In all likelihood the brain behaves in a more probabilistic manner than algorithmic. The glands in your brain that release hormones don't do so at a set rate, all cells just kind of produce chemicals all willy-nilly and that ends up as a general rate of chemical creation. This element of slight randomness also probably gives us a good deal of our creativity since it allows for "mistakes" i.e. deviations from the norm.

I'm not sure how #5 is an argument against the mind being a machine? It's simply a very complex one. Also your brain doesn't so much project reality as take the signals that you have coming in and force them in to a model that you have already decided is correct come hell or high water.

6 talking about emergence and ignoring how discoveries actually happened please stop

Like this is all so. Terrible? For one the chain of being they have for sciences. Ecology < Biology < chemistry < physics < math < nothing is just. That's not how things developed. That's how we view things now but what's important to determining if the mind is a machine or not is to look at how things were discovered rather than how we view them in the moment.

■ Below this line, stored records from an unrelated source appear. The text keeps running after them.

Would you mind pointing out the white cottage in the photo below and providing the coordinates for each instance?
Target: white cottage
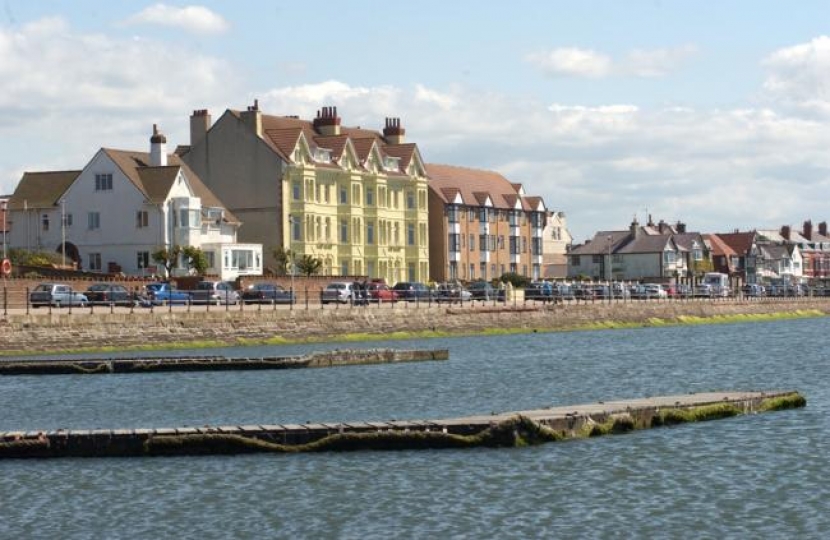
(123, 205)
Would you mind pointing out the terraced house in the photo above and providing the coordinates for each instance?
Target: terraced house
(354, 198)
(482, 225)
(121, 207)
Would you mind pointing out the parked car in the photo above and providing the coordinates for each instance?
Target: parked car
(110, 294)
(161, 293)
(754, 290)
(412, 291)
(648, 291)
(338, 292)
(451, 292)
(57, 295)
(484, 290)
(539, 290)
(214, 292)
(267, 293)
(380, 292)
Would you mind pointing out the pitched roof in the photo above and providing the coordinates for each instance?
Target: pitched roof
(155, 182)
(474, 185)
(740, 242)
(281, 134)
(649, 243)
(719, 247)
(41, 189)
(600, 243)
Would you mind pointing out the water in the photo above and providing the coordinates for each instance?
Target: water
(761, 476)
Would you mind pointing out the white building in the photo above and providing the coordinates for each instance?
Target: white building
(124, 205)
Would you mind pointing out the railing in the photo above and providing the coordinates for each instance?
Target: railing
(15, 301)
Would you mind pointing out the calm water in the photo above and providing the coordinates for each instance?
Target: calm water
(761, 476)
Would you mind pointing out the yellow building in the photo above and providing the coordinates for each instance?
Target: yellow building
(354, 198)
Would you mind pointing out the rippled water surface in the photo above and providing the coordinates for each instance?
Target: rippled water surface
(756, 476)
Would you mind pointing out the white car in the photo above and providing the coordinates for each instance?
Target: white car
(338, 292)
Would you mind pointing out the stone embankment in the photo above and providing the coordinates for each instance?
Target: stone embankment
(497, 430)
(43, 332)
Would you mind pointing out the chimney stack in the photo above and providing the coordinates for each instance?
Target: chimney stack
(393, 132)
(635, 228)
(807, 230)
(199, 124)
(327, 122)
(158, 148)
(253, 118)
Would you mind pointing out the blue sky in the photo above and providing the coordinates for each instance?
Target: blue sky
(716, 113)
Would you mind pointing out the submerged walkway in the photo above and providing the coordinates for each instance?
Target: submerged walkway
(501, 430)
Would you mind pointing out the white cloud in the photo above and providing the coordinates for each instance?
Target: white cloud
(65, 94)
(572, 61)
(196, 19)
(799, 77)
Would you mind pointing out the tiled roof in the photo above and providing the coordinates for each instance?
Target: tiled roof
(41, 189)
(474, 185)
(740, 242)
(600, 243)
(155, 182)
(650, 243)
(719, 247)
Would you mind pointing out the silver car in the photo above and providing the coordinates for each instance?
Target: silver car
(57, 295)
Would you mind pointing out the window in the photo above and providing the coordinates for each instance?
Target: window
(452, 214)
(142, 259)
(94, 262)
(141, 219)
(103, 182)
(344, 232)
(94, 220)
(454, 240)
(296, 228)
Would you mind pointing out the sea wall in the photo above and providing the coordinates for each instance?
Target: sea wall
(60, 331)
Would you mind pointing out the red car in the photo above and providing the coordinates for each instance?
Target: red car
(380, 292)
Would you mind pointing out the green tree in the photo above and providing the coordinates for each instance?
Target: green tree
(309, 266)
(196, 259)
(167, 257)
(283, 258)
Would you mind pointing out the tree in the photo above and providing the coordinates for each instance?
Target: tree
(196, 259)
(309, 266)
(283, 258)
(167, 257)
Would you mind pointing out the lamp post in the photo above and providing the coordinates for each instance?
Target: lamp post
(63, 232)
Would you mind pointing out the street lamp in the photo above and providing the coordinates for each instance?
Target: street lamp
(63, 232)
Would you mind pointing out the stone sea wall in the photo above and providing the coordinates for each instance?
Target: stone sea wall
(60, 331)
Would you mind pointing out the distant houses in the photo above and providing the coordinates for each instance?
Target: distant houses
(362, 202)
(111, 216)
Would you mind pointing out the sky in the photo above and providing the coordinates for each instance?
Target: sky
(716, 114)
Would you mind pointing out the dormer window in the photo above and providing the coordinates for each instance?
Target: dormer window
(391, 163)
(322, 155)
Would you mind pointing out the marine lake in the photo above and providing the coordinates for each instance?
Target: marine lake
(752, 476)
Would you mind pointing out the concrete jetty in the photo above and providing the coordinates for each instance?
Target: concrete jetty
(508, 429)
(215, 363)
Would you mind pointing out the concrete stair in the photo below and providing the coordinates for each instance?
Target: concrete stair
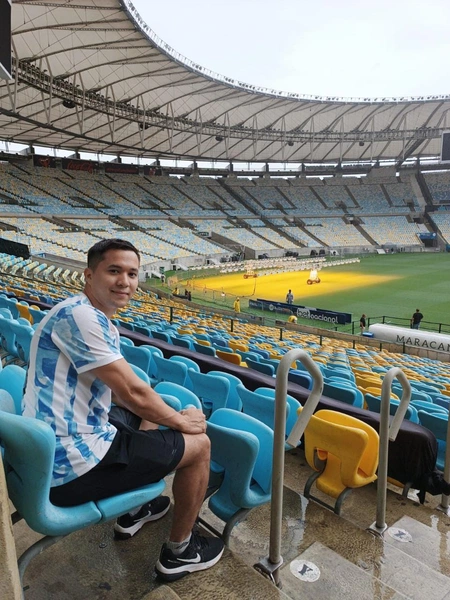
(411, 561)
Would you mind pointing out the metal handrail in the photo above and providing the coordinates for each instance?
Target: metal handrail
(388, 434)
(445, 499)
(273, 562)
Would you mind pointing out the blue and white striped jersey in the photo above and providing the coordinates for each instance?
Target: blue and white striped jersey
(73, 339)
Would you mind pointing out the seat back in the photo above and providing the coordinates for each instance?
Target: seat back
(231, 357)
(8, 338)
(234, 401)
(212, 390)
(182, 342)
(12, 379)
(191, 365)
(344, 394)
(349, 446)
(300, 378)
(292, 406)
(154, 352)
(184, 396)
(29, 450)
(242, 446)
(428, 406)
(261, 367)
(202, 349)
(374, 404)
(170, 370)
(140, 373)
(137, 355)
(162, 335)
(24, 335)
(437, 423)
(24, 311)
(261, 406)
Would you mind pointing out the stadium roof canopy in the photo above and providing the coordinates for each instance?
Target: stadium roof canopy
(92, 76)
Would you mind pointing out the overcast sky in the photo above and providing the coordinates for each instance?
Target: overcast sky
(327, 47)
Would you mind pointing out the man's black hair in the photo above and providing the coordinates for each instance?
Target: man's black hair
(98, 250)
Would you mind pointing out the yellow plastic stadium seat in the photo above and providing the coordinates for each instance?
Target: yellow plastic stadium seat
(238, 346)
(344, 453)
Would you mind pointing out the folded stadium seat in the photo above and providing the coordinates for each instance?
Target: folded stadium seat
(415, 394)
(143, 329)
(184, 398)
(24, 311)
(141, 374)
(438, 424)
(10, 303)
(162, 335)
(347, 394)
(234, 345)
(429, 407)
(212, 390)
(241, 466)
(24, 334)
(29, 455)
(191, 365)
(442, 401)
(139, 356)
(251, 355)
(37, 314)
(260, 404)
(294, 405)
(183, 342)
(12, 379)
(218, 341)
(202, 349)
(256, 365)
(169, 370)
(300, 378)
(155, 352)
(343, 451)
(270, 361)
(231, 357)
(374, 405)
(233, 400)
(263, 353)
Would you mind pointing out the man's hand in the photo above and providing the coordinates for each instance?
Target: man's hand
(194, 421)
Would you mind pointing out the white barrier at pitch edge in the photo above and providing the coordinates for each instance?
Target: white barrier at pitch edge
(411, 337)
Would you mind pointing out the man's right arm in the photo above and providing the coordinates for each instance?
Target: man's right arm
(138, 397)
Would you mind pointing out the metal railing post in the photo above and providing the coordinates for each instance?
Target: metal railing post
(388, 433)
(273, 562)
(445, 499)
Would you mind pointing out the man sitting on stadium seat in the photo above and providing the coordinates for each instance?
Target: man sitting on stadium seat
(75, 368)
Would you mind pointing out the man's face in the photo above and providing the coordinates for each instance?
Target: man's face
(113, 281)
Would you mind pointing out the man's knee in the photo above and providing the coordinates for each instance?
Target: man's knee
(197, 447)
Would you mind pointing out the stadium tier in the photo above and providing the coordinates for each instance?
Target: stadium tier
(192, 218)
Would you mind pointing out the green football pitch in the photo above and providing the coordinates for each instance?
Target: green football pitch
(391, 285)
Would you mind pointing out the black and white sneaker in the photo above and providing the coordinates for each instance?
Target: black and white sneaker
(128, 525)
(201, 553)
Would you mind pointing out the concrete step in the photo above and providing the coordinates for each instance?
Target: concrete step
(319, 573)
(424, 543)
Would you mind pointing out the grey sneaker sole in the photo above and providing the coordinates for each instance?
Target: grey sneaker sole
(183, 570)
(124, 534)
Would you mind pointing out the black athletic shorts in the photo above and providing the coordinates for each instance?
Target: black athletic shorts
(135, 458)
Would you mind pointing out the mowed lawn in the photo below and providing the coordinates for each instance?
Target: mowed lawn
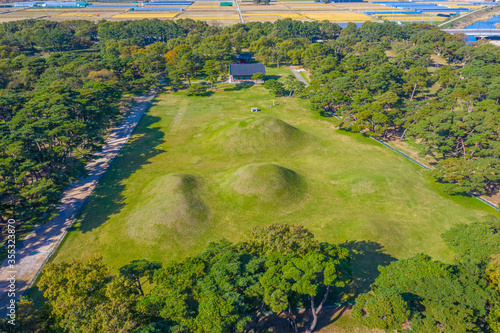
(201, 168)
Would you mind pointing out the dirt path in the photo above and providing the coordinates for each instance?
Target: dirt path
(297, 75)
(32, 254)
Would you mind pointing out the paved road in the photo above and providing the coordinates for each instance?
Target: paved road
(297, 75)
(39, 245)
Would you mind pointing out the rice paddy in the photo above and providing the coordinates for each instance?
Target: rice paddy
(145, 15)
(339, 16)
(211, 12)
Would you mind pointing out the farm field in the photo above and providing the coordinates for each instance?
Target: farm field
(213, 13)
(201, 168)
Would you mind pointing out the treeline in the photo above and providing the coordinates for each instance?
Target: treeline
(55, 110)
(231, 288)
(227, 288)
(388, 81)
(426, 295)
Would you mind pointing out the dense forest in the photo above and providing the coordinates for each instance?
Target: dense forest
(61, 85)
(280, 269)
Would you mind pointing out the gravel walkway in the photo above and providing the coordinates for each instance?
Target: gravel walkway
(37, 247)
(297, 75)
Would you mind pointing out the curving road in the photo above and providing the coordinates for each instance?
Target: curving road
(37, 248)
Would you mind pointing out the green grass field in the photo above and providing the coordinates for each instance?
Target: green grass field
(201, 168)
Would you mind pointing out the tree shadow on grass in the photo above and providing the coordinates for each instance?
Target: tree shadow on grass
(107, 198)
(366, 256)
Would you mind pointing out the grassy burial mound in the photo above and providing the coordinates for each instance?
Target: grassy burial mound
(201, 168)
(268, 183)
(256, 135)
(173, 209)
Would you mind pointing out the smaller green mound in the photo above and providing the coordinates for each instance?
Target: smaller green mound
(173, 209)
(268, 183)
(257, 134)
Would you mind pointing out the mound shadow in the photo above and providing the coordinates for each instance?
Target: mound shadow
(240, 86)
(107, 198)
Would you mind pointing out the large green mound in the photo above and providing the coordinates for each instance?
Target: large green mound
(173, 206)
(257, 134)
(268, 182)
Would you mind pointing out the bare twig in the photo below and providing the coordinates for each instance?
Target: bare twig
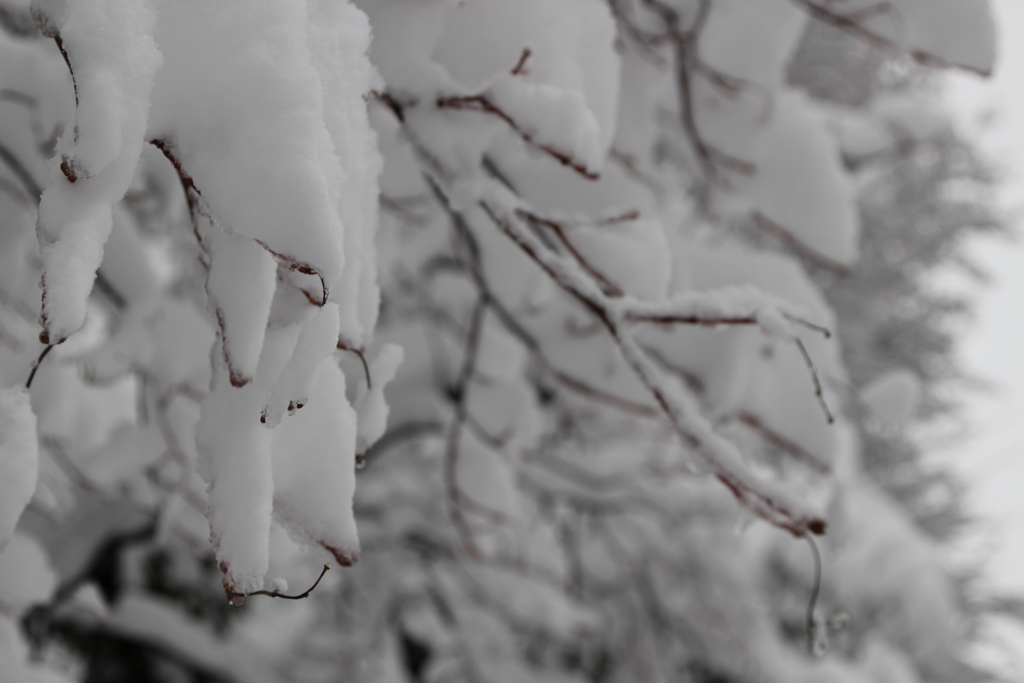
(274, 594)
(35, 366)
(483, 103)
(818, 392)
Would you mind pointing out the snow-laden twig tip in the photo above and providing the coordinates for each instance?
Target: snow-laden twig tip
(241, 598)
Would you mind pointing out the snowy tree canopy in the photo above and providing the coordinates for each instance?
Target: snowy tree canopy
(555, 278)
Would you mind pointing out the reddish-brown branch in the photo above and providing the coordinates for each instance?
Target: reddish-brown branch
(781, 442)
(798, 246)
(233, 598)
(363, 358)
(484, 104)
(520, 67)
(608, 286)
(457, 501)
(853, 24)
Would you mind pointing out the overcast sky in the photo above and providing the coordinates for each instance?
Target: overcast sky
(993, 345)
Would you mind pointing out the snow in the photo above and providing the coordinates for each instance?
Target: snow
(26, 574)
(114, 59)
(961, 33)
(252, 133)
(894, 397)
(18, 456)
(371, 408)
(240, 284)
(236, 460)
(339, 34)
(314, 468)
(570, 108)
(800, 183)
(317, 340)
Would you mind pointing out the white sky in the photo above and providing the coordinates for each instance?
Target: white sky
(993, 347)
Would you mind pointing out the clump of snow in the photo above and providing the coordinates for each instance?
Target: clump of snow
(800, 183)
(26, 574)
(18, 458)
(235, 458)
(314, 468)
(114, 58)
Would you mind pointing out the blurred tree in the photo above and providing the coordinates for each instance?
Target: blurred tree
(656, 276)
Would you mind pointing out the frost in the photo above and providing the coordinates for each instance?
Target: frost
(26, 574)
(314, 468)
(894, 397)
(113, 57)
(236, 460)
(370, 406)
(800, 184)
(18, 456)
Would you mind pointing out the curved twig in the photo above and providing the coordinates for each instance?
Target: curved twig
(274, 594)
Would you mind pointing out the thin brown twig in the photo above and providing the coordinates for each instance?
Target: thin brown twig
(275, 594)
(35, 366)
(818, 392)
(483, 103)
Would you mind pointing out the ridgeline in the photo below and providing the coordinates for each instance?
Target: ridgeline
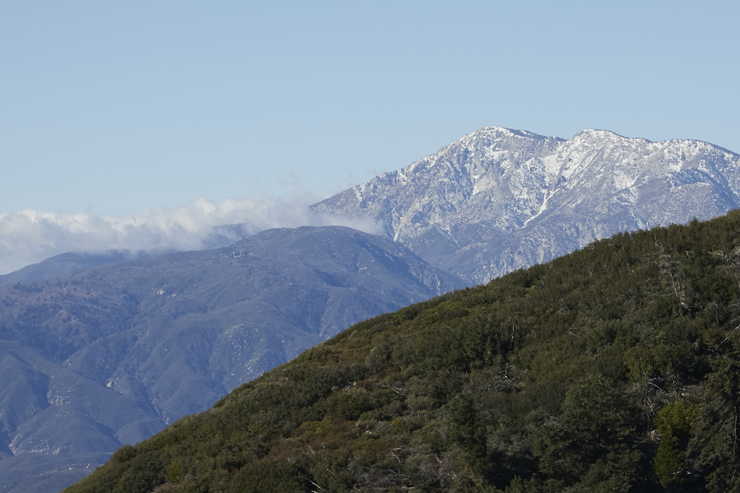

By and large our first science would be botany or medicine though the process for determining what was good and bad was..iffy to say the least. For one, as rudimentary as it is, we gained an understanding that if you put seeds of a plant in the dirt they grow up in to crops you can eat, and you can keep doing this for a VERY LONG TIME. Two, for most of our history plants were our primary medicine. The effectiveness varied but people did have that understanding of nature at the very least.

So from a biological origin you then move on to chemical as you get bronze smelters and later iron smelters and then alchemy and everything else under the sun until we get here today.

If the origin was from nothing, then wouldn't our first knowledge have been physics, then chemistry, then biology, then ecology, then evolution? Isn't the more likely scenario the idea that the brain is looking out for its survival and as such first learns what makes it food and then goes from there? And if you can say "survival is generally what drives the brain in pre-historical humans" then what you're actually just saying is the mind is a biological organ like anything else and it obeys the exact same laws as any other organism on the planet.

7 is touching on the trouble of consciousness. Self-awareness is a strange phenomenon that we don't understand. Doesn't mean your brain is magic. You aren't magic. Magic isn't real.

8 isn't even an argument against a materialistic brain. It's just an argument that consciousness is a powerful tool. Hell you can meditate to such a degree as to control your autonomous nervous system. That's insane. But it's just because normally you can't override that. There's no reason for you to.

tl;dr this whole piece is a steaming pile of garbage. The person who wrote this doesn't seem to have the faintest clue about the history of technology or math or science or...well. Anything really? Like most of us they have set up a worldview and they will attempt to get any and all information to fit in to that model because that is how we function.